Mr. Williams sees these attitudes as an offshoot of the workhouse system, where the mental hospital ‘is becoming the only place where a person can obtain food and a roof over his* head without paying or working’.

However, he also has constructive suggestions to make. He advocates a ‘lodge’ system where chronically ill ex-patients can earn wages under supervision, ‘providing social crutches to help them out of hospital’.

Seen and not heard Many children - particularly West Indians - start school hampered by a basic inability to communicate. This has come to light partly because of an increased need for speech therapists in infant schools. Dr R. S. Joanes, deputy school medical officer at Warley, recently drew attention to this fundamental problem facing some children entering primary schools.

In many of the families concerned, one parent is working during the day while the other is on night shift. This means that the child is kept quiet for most of the day (because either ‘mum’ or ‘dad’ is asleep) and does not have the ‘home stimulation’ all children need if they are to learn to communicate.

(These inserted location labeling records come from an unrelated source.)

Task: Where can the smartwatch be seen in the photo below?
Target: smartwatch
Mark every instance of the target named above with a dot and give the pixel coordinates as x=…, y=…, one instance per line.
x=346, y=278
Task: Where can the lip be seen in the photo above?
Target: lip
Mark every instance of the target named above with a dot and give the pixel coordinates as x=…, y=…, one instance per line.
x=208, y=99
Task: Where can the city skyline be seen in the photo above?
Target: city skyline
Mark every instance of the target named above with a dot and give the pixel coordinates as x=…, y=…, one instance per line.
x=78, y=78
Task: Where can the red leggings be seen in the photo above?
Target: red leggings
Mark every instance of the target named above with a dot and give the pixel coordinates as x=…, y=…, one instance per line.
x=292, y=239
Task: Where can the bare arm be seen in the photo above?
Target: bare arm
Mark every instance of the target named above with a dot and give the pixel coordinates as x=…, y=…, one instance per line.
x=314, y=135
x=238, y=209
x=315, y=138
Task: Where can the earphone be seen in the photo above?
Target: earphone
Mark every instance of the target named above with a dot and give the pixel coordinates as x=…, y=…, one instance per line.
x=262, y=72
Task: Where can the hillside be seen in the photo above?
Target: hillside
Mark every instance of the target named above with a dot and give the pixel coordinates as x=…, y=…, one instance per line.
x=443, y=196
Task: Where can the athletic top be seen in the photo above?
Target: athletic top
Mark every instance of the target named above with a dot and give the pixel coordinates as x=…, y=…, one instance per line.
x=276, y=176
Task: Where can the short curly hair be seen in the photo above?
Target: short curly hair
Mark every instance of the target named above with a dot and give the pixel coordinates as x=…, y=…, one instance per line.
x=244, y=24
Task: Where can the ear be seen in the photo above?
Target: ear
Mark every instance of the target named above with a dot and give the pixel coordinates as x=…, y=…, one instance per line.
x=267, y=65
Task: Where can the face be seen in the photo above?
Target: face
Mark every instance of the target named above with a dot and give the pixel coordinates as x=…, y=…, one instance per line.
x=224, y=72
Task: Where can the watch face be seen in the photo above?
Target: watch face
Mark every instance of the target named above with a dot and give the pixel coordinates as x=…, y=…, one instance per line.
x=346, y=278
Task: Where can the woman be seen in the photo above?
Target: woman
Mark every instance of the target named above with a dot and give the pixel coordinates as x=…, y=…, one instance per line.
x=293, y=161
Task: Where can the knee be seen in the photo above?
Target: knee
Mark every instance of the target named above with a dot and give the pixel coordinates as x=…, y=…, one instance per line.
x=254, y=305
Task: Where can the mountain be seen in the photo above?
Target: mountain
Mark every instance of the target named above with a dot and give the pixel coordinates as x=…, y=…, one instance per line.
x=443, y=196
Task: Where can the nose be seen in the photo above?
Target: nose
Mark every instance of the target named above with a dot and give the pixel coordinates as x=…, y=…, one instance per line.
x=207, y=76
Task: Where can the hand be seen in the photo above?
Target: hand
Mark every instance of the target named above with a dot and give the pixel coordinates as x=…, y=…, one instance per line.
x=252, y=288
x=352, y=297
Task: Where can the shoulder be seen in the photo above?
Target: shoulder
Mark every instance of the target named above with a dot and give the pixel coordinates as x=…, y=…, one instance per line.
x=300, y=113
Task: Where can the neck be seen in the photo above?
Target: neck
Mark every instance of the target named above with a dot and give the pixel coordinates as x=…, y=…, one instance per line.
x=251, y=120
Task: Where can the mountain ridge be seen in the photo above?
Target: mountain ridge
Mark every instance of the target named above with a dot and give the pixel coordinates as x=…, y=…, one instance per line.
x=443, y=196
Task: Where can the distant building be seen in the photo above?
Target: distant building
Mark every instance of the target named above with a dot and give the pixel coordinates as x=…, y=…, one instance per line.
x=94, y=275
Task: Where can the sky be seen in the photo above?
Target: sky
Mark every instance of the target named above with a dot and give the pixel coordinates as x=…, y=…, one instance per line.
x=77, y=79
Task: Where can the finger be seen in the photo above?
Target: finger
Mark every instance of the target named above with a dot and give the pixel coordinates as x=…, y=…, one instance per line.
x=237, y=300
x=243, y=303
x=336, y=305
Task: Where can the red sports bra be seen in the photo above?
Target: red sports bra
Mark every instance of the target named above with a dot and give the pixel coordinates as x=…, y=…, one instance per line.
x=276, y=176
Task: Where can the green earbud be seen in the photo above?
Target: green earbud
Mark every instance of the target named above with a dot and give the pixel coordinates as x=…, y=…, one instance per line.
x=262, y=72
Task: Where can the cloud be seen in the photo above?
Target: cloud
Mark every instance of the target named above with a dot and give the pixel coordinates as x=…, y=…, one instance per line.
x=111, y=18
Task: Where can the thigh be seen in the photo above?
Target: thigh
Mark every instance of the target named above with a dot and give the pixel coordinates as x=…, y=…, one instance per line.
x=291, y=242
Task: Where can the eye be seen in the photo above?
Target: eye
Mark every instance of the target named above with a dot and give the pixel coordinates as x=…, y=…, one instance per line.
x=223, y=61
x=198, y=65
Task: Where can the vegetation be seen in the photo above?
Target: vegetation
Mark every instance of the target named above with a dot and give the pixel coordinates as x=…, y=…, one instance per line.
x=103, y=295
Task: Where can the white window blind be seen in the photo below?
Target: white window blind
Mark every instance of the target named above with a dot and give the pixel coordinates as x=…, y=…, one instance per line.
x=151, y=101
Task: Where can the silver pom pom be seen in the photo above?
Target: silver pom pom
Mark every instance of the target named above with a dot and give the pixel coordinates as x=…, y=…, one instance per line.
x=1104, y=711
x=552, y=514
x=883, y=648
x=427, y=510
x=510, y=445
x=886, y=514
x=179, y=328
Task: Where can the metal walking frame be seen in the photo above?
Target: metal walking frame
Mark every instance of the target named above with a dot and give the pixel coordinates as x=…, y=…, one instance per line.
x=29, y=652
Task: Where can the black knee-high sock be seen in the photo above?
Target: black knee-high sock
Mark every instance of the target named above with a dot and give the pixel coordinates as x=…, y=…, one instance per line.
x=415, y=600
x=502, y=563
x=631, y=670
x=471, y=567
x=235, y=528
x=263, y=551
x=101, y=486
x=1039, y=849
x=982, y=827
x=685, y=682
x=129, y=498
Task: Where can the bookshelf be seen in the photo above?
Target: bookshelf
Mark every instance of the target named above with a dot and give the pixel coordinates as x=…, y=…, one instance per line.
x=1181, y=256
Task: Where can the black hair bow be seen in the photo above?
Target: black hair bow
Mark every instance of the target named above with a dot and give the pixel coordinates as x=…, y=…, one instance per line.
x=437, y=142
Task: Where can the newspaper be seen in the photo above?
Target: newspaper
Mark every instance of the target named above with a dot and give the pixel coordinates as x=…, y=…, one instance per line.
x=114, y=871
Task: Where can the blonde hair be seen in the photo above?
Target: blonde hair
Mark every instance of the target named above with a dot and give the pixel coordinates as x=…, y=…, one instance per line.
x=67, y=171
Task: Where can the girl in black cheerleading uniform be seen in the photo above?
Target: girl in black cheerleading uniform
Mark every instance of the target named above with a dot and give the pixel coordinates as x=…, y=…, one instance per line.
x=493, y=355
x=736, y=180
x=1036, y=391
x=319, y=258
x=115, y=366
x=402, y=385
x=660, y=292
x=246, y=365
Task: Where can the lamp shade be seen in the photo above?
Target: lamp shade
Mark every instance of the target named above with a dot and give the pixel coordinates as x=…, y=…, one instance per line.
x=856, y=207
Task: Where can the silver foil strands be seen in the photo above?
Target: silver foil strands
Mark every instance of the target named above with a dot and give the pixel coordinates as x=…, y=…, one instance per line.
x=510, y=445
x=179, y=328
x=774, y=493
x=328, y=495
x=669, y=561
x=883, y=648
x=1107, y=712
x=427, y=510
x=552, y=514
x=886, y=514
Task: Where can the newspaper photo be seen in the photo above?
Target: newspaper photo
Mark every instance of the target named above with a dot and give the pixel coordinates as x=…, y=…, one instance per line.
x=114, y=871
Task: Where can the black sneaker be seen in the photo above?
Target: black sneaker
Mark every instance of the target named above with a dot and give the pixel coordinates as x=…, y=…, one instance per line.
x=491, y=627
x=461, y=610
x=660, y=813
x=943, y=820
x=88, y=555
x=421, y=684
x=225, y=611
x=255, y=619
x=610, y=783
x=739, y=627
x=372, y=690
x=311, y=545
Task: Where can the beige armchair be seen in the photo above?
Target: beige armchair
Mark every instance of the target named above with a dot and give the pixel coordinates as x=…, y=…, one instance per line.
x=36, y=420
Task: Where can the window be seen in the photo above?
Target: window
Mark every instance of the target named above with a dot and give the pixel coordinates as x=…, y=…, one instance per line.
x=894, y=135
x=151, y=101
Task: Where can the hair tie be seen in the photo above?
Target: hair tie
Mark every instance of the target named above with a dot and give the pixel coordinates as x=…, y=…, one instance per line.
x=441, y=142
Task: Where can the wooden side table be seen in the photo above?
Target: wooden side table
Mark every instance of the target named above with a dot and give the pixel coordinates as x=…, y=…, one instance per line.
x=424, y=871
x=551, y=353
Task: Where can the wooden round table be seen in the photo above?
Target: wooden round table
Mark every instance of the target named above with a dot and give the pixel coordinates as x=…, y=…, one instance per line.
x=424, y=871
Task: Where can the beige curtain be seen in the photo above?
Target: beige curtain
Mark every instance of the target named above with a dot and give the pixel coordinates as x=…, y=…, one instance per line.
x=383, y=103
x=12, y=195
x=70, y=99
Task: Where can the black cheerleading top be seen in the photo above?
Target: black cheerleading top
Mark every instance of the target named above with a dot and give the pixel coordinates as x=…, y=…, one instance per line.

This news comes at the same time as a report from the Birmingham branch of Teachers of English to Pupils from Overseas stressing their concern over the 12,000 West Indians in Birmingham’s schools.

Mrs. C. Campbell, deputy headmistress of a Birmingham school with 234 West Indian pupils out of a total roll of 347, said many of these children were using sign language to communicate rather than words. She goes on to say that the children were quite clearly not used to talking with adults.

Both these reports highlight the need for further play-school and other pre-school facilities if immigrant children, already a potentially deprived group, are not to lose out in their education as well.

Risks of frenzied air travel The problems of the executive whose business commitments force him to travel abroad a great deal over short periods of time were highlighted recently by the death of a. 29-year-old businessman. The man-found to have committed suicide by aspirin and barbiturate poisoning - was reported to have visited 18 places in 23 days immediately prior to his death. The coroner called for an inquiry into the ‘extraordinary schedule of aircraft flights’ leading up to the man’s death.

Fatigue due to excessive longdistance travel and packed schedules is one problem discussed in a recent book published by Tom Stacey -The Traveller’s Health Guide by Dr Anthony C. Turner. It contains some useful basic information about psychological effects of air travel: loss in speed of reaction and effective decision making, disorientation and ramifications of fatigue.